Chickpea Flour Frittata

Prep Time: 8 min Cook Time: 20 to 25 min

Chickpea Flour Frittata

Prep Time: 8 min Cook Time: 20 to 25 min

About This Recipe

Take your plant-based breakfast to new heights of deliciousness (and nutrient density). Chickpea flour is packed with vitamins and minerals like folate, magnesium, and manganese, as well as plant-based protein and beneficial fiber, which not only feeds the friendly bugs in your microbial ecosystem but may also help lower cholesterol. Whether or not you eat eggs, adding this chickpea frittata to your rotation will bring more plant-based goodness into your life. What’s not to love about that?

The Benefits

This frittata offers a bite with health benefits. Chickpeas are a great source of plant-based protein and rich in soluble fiber which increases satiety and helps to control blood sugars by preventing spikes in glucose. Coriander seeds aid in digestion and have blood sugar lowering properties. Clove is a popular remedy for headache, sore throat, dental and respiratory disorders, digestive system ailments.
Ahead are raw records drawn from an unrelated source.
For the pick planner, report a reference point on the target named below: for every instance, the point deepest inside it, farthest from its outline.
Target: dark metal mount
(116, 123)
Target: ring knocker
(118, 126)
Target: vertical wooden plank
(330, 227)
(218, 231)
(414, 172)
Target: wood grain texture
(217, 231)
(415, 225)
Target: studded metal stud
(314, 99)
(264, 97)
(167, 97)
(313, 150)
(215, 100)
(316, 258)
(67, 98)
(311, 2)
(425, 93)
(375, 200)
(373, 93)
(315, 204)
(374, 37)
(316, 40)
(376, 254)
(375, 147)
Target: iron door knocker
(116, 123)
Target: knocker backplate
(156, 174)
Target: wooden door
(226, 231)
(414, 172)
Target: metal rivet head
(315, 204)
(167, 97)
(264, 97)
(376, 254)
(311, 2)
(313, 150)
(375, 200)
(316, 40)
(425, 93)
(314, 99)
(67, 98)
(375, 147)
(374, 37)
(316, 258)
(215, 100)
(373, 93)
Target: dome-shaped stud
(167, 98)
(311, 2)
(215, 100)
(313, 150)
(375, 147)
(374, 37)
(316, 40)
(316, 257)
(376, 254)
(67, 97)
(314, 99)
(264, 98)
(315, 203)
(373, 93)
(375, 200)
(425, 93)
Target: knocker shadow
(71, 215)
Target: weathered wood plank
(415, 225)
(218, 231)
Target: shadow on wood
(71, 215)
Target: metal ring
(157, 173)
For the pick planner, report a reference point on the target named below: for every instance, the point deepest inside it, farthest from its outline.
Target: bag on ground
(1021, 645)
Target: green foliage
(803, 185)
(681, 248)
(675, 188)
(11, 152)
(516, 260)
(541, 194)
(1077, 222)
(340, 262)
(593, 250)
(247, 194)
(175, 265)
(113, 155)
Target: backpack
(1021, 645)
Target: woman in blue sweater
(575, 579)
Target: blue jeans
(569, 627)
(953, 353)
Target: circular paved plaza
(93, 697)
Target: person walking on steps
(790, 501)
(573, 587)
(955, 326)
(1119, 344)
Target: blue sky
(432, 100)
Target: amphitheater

Cumin seeds have antibacterial and antiviral effects.

Ingredients

4 to 6 Servings
  • 1 cup (175 g) chickpea flour
  • 1 cup (240 ml) water
  • 1/2 tsp salt
  • Freshly ground black pepper
  • 1 Tbsp (15 ml) avocado oil
  • 1/4 tsp coarsely crushed coriander seeds
  • 1 small red onion, finely chopped
  • 1 garlic clove, minced
  • 2 dried red chiles (optional)
  • 1/2 tsp turmeric
  • 1 tsp ground cumin
  • 1 tsp ground coriander
  • Pinch of red chile powder
  • 1/2 cup (155 g) chopped tomato
  • Small handful of mixed greens (such as baby spinach, chopped kale, whatever you have on hand)
  • A pinch or 2 of sumac for garnish
  • 1 to 2 Tbsp chopped cilantro for garnish
  • About 1/2 cup (120 ml) coconut or Greek yogurt, for serving (optional)
  • Your favorite pickle, chopped, for serving (optional)

Directions

  1. Step 1
    Mix the chickpea flour with 1 cup (240 ml) of water, salt, several grinds of black pepper, and whisk until smooth. Set aside.
  2. Step 2
    Heat your broiler (for finishing the frittata).
  3. Step 3
    In an 8-inch cast iron skillet, heat the avocado oil until shimmering. Add the crushed coriander seeds and allow them to sizzle over low heat for a minute.
  4. Step 4
    Add the chopped red onion and sauté until softened, about 3 minutes. Add the minced garlic and dried red chiles (if using) and sauté for 30 to 45 seconds until fragrant.
  5. Step 5
    Add the turmeric, ground cumin, coriander, and a pinch of red chile powder and sauté for a minute.
  6. Step 6
    Add the chopped tomato, salt and pepper to taste, and cook to concentrate the flavors, 3 to 5 minutes. Add a small handful of mixed greens and sauté for a few seconds.
  7. Step 7
    Pour the chickpea batter over the tomato mixture (don’t mix the batter with the tomatoes). Cook, covered, over low heat for 5 minutes. Finish the frittata in in the broiler on high heat until the top begins to brown and the edges pull away from the sides of the pan slightly, 3 to 5 minutes. Carefully transfer the frittata to a plate — flip to expose all the gorgeous masala. Top with sumac for anti-oxidant-rich tanginess and fresh cilantro. Serve as is or with a dollop of coconut or Greek yogurt and your fav pickle.